Zimbabwe opposition disputes official poll results

Opposition leader Morgan Tsvangirai won 47.9 percent of the vote in Zimbabwe's presidential elections, elections officials said Friday — not enough to avoid a runoff against President Robert Mugabe.

The opposition Movement for Democratic Change challenged the results, saying the Electoral Commission ignored its objections and concerns about the vote count.

"We have been overruled. We are in dispute. It is not fair," Chris Mbanga, the polling agent for the opposition Movement for Democratic Change, told The Associated Press.

The Electoral Commission on Friday released the long-delayed results from Zimbabwe's March 29 presidential vote, saying Mugabe won 43.2 percent of votes to Tsvangirai's 47.9 percent, requiring a second-round vote.

"No candidate has received a majority of votes counted. A second election will be held at a date to be announced," the commission said in a statement.

Tsvangirai — who has maintained that he won the presidency with more than 50 percent of the vote — said previously that he will not participate in any runoff. Even before the results were announced, his party challenged the process, citing 120,000 unaccounted votes that could prove Tsvangirai won outright.

"We just said to the electoral commission we're not moving forward until we understand where these 120,000 votes came from," Tsvangirai spokesman George Sibotshiwe said hours before the results were released.

He said the party — which says its tabulations show Tsvangirai won with 50.3 percent of the vote — anticipated needing another three or four days to examine the results presented to the MDC and the ruling ZANU-PF as part of the verification process.

Independent observers had said earlier that Tsvangirai won the most votes, but not the 50 percent plus one vote needed to avoid a runoff.

The opposition has accused longtime leader Mugabe of deliberately delaying the release of the results to buy time to intimidate voters. Rights groups said postelection violence in Zimbabwe has made it unlikely a runoff could be free and fair.

Mugabe — who has been in power since Zimbabwe gained independence from Britain in 1980 — has been accused of brutality and increasing autocracy.

But the main campaign issue for many here had been the economic collapse of what had once been a regional breadbasket.

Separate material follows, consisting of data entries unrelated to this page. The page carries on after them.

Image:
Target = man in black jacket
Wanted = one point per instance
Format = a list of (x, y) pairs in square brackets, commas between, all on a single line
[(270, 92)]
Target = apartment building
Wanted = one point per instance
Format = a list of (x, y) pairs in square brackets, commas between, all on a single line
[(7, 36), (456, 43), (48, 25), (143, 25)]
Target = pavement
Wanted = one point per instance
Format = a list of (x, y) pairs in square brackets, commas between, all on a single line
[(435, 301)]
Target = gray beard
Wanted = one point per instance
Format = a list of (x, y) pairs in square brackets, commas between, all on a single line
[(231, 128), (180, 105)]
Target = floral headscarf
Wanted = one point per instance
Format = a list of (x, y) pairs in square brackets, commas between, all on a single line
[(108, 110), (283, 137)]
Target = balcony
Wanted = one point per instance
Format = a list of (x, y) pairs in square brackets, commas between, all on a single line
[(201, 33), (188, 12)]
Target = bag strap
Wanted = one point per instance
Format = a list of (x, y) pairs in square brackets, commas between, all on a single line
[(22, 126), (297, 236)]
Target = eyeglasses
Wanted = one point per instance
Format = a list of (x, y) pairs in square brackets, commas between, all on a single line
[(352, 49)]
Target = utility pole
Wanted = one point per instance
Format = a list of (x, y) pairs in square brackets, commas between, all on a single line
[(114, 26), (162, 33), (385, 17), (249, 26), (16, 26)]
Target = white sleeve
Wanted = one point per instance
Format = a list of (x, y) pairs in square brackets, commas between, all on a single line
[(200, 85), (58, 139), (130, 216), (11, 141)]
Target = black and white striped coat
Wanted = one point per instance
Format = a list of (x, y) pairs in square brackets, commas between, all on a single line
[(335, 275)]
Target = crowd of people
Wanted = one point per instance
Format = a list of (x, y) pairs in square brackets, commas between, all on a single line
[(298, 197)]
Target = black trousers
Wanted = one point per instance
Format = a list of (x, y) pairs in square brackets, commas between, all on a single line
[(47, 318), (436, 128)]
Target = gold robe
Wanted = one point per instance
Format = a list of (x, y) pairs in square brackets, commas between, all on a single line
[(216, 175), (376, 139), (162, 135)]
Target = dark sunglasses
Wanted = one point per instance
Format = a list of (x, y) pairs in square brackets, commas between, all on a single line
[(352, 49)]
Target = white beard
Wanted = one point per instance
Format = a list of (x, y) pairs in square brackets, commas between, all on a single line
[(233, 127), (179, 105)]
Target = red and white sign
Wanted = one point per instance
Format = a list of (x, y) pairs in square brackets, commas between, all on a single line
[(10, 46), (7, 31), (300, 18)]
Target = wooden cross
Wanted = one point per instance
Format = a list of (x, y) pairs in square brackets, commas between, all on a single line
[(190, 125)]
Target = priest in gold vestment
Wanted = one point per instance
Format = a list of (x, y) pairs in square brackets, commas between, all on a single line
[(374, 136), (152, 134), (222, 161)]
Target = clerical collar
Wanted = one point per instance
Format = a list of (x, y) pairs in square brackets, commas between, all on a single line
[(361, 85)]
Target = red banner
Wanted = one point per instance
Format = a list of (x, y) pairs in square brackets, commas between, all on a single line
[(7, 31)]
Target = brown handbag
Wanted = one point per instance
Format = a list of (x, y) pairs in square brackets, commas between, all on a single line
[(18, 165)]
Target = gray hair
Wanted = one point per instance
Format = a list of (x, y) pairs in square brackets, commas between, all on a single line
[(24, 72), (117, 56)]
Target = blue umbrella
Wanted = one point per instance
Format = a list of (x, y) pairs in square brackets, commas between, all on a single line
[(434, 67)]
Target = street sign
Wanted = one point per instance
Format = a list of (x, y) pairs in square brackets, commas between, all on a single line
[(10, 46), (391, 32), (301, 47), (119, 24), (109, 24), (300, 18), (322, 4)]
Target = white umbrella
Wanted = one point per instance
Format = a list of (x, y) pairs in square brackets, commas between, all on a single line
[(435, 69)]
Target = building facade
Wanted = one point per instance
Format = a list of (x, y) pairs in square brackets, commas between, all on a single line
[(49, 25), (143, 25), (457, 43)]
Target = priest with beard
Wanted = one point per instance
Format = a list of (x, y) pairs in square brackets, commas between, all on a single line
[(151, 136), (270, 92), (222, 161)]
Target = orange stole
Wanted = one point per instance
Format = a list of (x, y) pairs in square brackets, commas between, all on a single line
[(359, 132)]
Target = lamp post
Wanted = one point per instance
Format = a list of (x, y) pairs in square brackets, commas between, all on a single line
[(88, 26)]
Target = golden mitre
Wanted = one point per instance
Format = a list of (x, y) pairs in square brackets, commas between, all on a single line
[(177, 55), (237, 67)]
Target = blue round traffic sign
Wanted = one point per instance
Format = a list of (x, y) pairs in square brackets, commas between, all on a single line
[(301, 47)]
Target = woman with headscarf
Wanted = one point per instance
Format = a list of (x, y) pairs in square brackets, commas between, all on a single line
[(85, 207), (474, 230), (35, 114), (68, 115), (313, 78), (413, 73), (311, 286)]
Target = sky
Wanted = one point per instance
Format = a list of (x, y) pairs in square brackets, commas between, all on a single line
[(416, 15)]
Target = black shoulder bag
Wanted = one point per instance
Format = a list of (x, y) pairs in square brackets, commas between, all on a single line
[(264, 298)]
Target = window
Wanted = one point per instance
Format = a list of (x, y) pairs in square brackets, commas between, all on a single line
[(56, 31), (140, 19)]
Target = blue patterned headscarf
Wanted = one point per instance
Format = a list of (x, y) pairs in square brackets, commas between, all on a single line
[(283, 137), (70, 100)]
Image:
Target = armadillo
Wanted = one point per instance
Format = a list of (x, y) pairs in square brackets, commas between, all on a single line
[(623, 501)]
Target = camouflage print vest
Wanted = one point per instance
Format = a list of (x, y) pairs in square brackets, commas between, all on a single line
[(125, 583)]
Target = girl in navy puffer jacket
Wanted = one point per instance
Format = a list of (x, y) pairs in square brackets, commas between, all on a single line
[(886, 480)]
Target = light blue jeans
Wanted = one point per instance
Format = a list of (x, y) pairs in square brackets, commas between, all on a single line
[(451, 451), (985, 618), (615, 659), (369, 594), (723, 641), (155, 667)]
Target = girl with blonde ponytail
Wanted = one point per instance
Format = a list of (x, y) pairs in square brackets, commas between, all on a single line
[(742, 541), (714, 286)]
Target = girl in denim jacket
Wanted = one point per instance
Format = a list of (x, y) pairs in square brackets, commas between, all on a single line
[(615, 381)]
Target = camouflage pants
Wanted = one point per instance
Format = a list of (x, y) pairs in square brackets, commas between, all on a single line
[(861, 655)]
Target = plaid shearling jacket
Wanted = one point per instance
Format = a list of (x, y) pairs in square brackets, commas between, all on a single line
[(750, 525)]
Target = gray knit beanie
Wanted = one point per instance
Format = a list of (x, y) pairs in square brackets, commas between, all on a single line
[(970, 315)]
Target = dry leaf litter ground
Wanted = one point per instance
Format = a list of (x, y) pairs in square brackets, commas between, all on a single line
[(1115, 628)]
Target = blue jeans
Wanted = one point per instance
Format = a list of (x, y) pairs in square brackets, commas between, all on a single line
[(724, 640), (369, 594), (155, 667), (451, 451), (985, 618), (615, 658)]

Mugabe has pledged to accept the verdict of any runoff vote and called on the opposition to do the same, Senegalese officials said. Senegal's foreign minister was in Zimbabwe this week to help mediate the country's growing political crisis, meeting with Mugabe for two hours Thursday.

Deputy Information Minister Bright Matonga said the Constitution requires a second round no sooner than 21 days from the announcement of the results.